See also the description of session_type
/session_id
in suggested in issue #177.
In addition to them, the download strategy needs a standard way to communicate how to retrieve the downloaded content, e.g. the key under which the content is stored in the data cache. Note that the download strategy has no idea about the meaning of the downloaded content, so it make no sense for it to try to use session_id
to store (the reference to) the content within the underlying interoperability platform.
Would introducing standard download_type
/download_key
fields in the session be sufficient? For example
download_type="datacache"
download_key="7e9a7074-a72b-4ccd-9580-7cfd7be516c0" # a hash of the downloaded content used as key in the datacache
To not bother all parse strategies with these details, OTEAPI could provide a utility function get_downloaded_content(session)

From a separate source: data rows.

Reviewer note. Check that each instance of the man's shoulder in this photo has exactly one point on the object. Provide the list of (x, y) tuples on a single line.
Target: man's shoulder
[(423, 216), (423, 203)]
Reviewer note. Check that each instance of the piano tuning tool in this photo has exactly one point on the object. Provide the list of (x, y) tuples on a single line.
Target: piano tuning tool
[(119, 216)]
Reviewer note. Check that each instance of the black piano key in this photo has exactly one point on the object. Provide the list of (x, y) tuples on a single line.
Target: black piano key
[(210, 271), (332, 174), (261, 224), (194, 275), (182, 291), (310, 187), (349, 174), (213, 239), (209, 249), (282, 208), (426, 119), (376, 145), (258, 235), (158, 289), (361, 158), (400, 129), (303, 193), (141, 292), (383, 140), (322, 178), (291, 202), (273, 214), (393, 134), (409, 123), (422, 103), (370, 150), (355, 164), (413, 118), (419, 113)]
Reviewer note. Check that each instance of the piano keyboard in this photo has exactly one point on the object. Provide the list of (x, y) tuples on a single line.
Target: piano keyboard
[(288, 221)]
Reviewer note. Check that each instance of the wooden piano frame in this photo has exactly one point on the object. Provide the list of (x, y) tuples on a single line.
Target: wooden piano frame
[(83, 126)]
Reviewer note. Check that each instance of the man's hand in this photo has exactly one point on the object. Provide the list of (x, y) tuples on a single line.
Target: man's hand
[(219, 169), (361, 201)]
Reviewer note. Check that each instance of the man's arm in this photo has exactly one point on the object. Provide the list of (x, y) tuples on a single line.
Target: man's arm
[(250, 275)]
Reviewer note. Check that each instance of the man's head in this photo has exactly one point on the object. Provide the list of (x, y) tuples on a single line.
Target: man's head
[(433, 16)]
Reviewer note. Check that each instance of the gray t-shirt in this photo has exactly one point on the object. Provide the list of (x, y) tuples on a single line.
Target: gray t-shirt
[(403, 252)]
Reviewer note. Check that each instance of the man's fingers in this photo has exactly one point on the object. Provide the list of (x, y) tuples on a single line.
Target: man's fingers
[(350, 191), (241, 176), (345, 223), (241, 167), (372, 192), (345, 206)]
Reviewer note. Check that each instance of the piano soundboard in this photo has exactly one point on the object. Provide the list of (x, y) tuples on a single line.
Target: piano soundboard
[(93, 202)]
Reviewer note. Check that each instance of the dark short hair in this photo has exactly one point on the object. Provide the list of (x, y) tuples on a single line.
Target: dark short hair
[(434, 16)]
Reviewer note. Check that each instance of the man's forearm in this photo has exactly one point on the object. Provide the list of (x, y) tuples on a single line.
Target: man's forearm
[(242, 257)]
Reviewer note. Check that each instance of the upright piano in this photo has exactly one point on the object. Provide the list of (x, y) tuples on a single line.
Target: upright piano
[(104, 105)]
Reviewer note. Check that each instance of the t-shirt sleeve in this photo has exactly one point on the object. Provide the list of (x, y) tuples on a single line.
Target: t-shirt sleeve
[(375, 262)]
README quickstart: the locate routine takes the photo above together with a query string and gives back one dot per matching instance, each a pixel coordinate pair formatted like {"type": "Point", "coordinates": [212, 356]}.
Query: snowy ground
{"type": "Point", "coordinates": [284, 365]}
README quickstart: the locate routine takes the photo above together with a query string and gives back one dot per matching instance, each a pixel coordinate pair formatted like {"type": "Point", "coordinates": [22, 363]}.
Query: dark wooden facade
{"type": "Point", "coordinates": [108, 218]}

that returns the downloaded content. That would also make it much easier to change things later.
Note, if we have several download strategies after each other in one pipeline this wouldn't work. But that is not how the pipelines are supposed to be used. However, the following should actually work
pipe1 = download1 >> parse1 >> mapping1
pipe2 = download2 >> parse2 >> mapping2
pipe3 = pipe1 + pipe2 >> mapping3 >> transformation
pipe3.get()
since the get() method of parse1
will see the values of download_type
/download_key
assigned by download1
while parse2
will see the values of download_type
/download_key
assigned by download2
.
When splitting the dataresource datamodel into download (may be called dataresource) and parse, it was suggested that mediaType
should be in the download datamodel. But its value is needed by the parse strategy, so the download needs somehow to also communicate this to the parse strategy. Maybe yet a new standard download_mediaType
field in the session is required for this?
It may be generalised to download_configuration
if we expect that the parse strategy may utilise more fields from the download configuration.
In addition to session_type
and session_id
suggested in issue #177, we may also need a session_configuration
field of type dict. For instance, for a "dlite" session on a distributed system, we need to specify which storage to store the collection in for communication between strategies. Such information could go into session_configuration
.
An important question that has not been answered here is where the session_type
, session_id
and session_configuration
should be provided. These fields are unrelated to the data documentation and therefore doesn't belong to the configuration of the individual strategies.
This is the same question as addressed in issue #211.
In a recent discussion between @quaat, @jesper-friis and myself, we decided to move in a direction where the session object is not used to transfer data in any way, but rather reference semantic objects (like DLite collections or OSP-Core entities) in which the data is put/stored, which can then be referenced and invoked in the individual strategies as needed.
A first step to moving in this direction is to expand the
SessionUpdate
pydantic model with some minimum fields that may not be overwritten in sub-classes and are information complete with respect to retrieving the semantic object and understanding which framework to use (DLite, OSP-Core, etc.).